Het papier was overdekt met een dun, spinachtig gekrabbel in een geheimschrift dat weinigen buiten Nial kenden, en die waren niet in Amador. Zelf las hij het even gemakkelijk als zijn eigen handschrift. De handtekening deed hem met de ogen knipperen, net als de inhoud. Varadin was een van zijn beste persoonlijke agenten, of was dat geweest. Hij was een kledenkoopman die hem goede diensten bewees tijdens de Narigheden, terwijl hij zijn waren sleet in Altara, Morland en Illian. Met die winst vestigde hij zich als welgestelde koopman in Tanchico en leverde regelmatig fraaie tapijten en fijne wijnen aan de paleizen van de koning en de panarch, en aan de meeste edelen van hun hoven. Hij gaf daar altijd zijn ogen en oren de kost, waarna hij met meer dan winst thuiskwam.

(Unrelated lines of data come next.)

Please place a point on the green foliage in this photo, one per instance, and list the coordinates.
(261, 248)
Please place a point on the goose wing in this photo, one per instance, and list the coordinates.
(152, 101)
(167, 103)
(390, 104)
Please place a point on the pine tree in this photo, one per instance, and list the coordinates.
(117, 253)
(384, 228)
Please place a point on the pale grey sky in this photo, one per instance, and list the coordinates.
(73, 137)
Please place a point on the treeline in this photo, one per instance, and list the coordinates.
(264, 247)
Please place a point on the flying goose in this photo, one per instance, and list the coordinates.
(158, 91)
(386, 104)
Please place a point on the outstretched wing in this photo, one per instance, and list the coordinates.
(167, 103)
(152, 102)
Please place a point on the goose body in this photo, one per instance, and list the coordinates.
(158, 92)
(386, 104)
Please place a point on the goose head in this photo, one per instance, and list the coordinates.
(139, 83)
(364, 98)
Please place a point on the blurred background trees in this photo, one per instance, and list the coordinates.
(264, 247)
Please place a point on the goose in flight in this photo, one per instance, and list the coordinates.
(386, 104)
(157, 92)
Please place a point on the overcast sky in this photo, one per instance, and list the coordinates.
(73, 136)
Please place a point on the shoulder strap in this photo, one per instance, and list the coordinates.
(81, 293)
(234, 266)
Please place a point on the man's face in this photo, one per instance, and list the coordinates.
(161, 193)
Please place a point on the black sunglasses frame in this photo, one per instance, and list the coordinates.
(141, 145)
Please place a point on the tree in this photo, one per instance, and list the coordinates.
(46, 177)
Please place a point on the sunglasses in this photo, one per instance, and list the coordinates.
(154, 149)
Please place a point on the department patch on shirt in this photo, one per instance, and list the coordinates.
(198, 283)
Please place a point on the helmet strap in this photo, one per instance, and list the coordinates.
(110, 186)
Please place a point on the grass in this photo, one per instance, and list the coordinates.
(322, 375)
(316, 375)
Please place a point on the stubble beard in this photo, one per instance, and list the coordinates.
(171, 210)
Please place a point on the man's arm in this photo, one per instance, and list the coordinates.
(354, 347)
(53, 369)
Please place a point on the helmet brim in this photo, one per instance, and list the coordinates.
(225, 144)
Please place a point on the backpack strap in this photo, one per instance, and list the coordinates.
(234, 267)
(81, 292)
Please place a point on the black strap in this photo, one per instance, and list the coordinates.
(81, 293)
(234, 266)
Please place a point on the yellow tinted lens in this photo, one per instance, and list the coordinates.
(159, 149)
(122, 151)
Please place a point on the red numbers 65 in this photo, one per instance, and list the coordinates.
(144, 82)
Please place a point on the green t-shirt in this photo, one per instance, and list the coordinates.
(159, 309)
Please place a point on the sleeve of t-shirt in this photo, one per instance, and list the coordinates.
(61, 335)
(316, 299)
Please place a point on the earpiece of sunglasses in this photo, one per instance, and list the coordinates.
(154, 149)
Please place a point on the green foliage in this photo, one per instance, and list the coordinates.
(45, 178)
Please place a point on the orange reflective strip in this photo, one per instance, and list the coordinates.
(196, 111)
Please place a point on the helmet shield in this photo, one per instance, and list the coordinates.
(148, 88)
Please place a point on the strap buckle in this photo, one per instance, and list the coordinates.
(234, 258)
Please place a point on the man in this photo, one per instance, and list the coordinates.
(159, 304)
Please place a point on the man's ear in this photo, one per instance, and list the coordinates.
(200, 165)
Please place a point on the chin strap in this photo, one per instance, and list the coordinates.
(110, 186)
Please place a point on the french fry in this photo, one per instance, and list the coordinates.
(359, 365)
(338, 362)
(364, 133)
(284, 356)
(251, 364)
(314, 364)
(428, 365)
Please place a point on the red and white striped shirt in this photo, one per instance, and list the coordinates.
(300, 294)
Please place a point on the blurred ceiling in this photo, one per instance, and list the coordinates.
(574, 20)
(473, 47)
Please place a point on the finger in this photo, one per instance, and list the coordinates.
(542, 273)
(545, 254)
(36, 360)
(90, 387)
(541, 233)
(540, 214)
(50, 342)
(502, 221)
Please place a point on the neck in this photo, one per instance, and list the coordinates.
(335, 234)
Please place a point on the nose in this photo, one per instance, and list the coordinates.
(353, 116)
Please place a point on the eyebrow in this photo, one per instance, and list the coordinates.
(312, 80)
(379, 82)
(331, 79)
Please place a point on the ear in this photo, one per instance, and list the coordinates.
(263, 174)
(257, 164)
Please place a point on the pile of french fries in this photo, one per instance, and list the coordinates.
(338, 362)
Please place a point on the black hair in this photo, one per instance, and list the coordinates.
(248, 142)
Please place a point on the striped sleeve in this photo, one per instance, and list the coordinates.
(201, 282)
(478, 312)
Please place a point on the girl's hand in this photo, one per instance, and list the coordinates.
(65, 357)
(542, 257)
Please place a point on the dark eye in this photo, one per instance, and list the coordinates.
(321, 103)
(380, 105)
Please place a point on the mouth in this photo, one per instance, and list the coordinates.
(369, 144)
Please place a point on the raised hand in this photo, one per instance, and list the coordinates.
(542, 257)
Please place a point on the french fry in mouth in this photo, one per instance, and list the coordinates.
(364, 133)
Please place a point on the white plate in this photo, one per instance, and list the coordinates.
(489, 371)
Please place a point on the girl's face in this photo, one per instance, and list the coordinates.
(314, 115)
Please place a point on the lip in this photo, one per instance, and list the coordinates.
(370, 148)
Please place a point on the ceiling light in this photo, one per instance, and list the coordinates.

Nial had gedacht dat hij al een tijd geleden tijdens het oproer was gestorven. Dit was het eerste bericht van hem sinds een jaar. Na wat Varadin schreef, had Nial het beter gevonden indien de man een jaar geleden echt was doodgegaan. Het was een wild, onsamenhangend verhaal, geschreven door de trillende hand van een man op de rand van waanzin, over lieden die vreemde beesten bereden en over vliegende wezens, over Aes Sedai aan halsbanden en de Hailene. In de Oude Taal betekende dat Voorlopers, maar er was niet eens een poging om te verklaren waarom Varadin zo’n verschrikkelijke angst voor hen had, of wie zij verondersteld waren te zijn. De man had duidelijk hersenkoorts opgelopen toen hij toekeek hoe zijn land om hem heen ineenstortte.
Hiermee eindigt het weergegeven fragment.